The Greco-Roman middleweight competition at the 1912 Summer Olympics was part of the wrestling programme.

The event was held from July 6, 1912, to July 15, 1912. The official name was Middleweight A (maximum weight of 75 kilogram/165 lbs). A maximum of 12 wrestlers from the same nation were allowed to start. 38 wrestlers from 14 nations competed. The Swedish hosts had the strongest team with nine wrestlers.

The competition used a form of double-elimination tournament. Rather than using the brackets that are now standard for double-elimination contests (and which assure that each match is between two competitors with the same number of losses), each wrestler drew a number. The drawing and weighing was held on Sunday, July 6 from 2 p.m. to 3.30 p.m. at the Stadium.
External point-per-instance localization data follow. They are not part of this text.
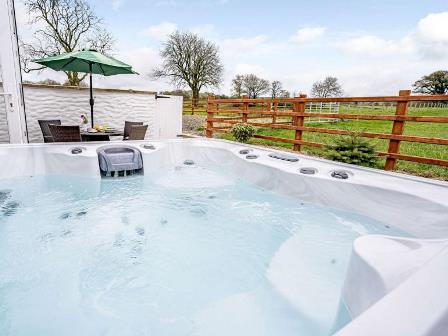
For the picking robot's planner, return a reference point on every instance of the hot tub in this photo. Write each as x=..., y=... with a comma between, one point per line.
x=217, y=238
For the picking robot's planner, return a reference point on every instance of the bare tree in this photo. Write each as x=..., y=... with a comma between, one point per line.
x=190, y=60
x=64, y=26
x=237, y=85
x=329, y=87
x=276, y=89
x=255, y=86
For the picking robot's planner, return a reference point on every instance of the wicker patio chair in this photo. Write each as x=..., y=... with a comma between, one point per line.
x=127, y=128
x=45, y=130
x=137, y=132
x=65, y=133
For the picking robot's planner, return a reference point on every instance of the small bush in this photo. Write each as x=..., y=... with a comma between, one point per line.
x=353, y=149
x=242, y=132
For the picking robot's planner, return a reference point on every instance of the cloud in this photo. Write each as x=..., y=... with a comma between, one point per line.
x=204, y=30
x=248, y=46
x=370, y=45
x=431, y=35
x=116, y=4
x=160, y=31
x=308, y=34
x=429, y=40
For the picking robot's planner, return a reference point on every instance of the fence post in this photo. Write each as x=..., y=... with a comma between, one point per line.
x=210, y=108
x=397, y=129
x=298, y=107
x=245, y=109
x=274, y=116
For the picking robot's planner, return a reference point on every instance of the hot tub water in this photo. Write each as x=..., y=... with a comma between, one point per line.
x=190, y=250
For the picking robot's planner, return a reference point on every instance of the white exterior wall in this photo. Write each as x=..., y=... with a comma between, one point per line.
x=112, y=107
x=4, y=130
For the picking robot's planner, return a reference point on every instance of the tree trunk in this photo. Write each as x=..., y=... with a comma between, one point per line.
x=194, y=100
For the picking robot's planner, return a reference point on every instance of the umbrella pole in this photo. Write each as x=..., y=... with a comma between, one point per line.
x=91, y=96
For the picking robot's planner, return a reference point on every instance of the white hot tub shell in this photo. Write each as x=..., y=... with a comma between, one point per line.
x=394, y=286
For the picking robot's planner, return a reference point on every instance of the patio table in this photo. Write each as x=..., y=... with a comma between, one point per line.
x=99, y=136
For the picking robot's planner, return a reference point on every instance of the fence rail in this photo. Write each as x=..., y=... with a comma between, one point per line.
x=222, y=110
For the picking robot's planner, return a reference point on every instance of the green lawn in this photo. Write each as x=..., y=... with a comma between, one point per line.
x=438, y=130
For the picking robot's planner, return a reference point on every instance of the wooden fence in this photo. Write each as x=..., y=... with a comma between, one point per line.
x=222, y=111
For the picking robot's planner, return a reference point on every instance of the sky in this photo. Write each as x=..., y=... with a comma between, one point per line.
x=372, y=47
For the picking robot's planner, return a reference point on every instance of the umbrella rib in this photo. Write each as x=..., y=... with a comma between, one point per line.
x=70, y=61
x=101, y=67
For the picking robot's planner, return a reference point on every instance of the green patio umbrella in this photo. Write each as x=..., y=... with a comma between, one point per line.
x=87, y=61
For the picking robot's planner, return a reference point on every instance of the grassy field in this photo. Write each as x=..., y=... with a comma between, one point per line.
x=411, y=128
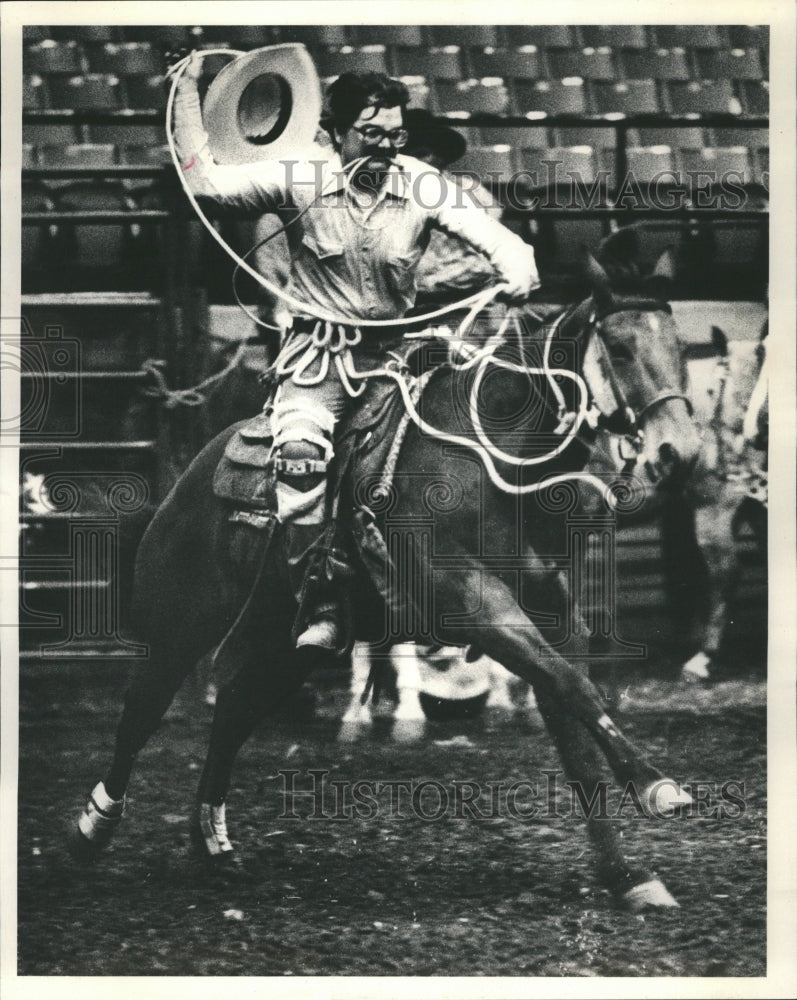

Each man would face off against the wrestler with the next number, provided he had not already faced that wrestler and that the wrestler was not from the same nation as him (unless this was necessary to avoid byes).

When only three wrestlers remain (the medalists), the double-elimination halts and a special final round is used to determine the order of the medals.

Middleweight was the third-heaviest category, including wrestlers weighing 67.5 to 75 kg.

==Results==

===First round===

38 wrestlers began the competition.

| Losses | Winner | Loser | Losses |
|---|---|---|---|
| 0 | Edvin Fältström (SWE) | Anastasios Antonopoulos (GRE) | 1 |
| 0 | Peter Kokotowitsch (AUT) | Andrea Gargano (ITA) | 1 |
| 0 | Jānis Polis (RU1) | Stanley Bacon (GBR) | 1 |
| 0 | August Jokinen (FIN) | Alfred Gundersen (NOR) | 1 |
| 0 | Alfred Asikainen (FIN) | Edgar Bacon (GBR) | 1 |
| 0 | Fridolf Lundsten (FIN) | Viktor Melin (SWE) | 1 |
| 0 | Zavirre Carcereri (ITA) | Joaquim Vital (POR) | 1 |
| 0 | Mauritz Andersson (SWE) | Adrien Barrier (FRA) | 1 |
| 0 | Axel Frank (SWE) | Aleksandr Severov (RU1) | 1 |
| 0 | Emil Westerlund (FIN) | Theodor Dahlberg (SWE) | 1 |
| 0 | Claes Johanson (SWE) | Alois Totuschek (AUT) | 1 |
| 0 | Theodor Tirkkonen (FIN) | Noel Rhys (GBR) | 1 |
| 0 | Jan Sint (NED) | Sven Ohlsson (SWE) | 1 |
| 0 | Fritz Johansson (SWE) | Hvitfeldt Hansen (DEN) | 1 |
| 0 | Árpád Miskey (HUN) | Theodor Bergqvist (SWE) | 1 |
| 0 | Martin Klein (RU1) | Rezső Somogyi (HUN) | 1 |
| 0 | Adolf Kurz (GER) | Anders Andersen (DEN) | 1 |
| 0 | Joseph Merkle (GER) | Mikko Holm (FIN) | 1 |
| 0 | Karl Åberg (FIN) | Wilhelm Steputat (GER) | 1 |

===Second round===

Alfred Gundersen and Wiktor Melin withdrew after their first round losses. 36 wrestlers started the second round, 19 with no losses and 17 with one.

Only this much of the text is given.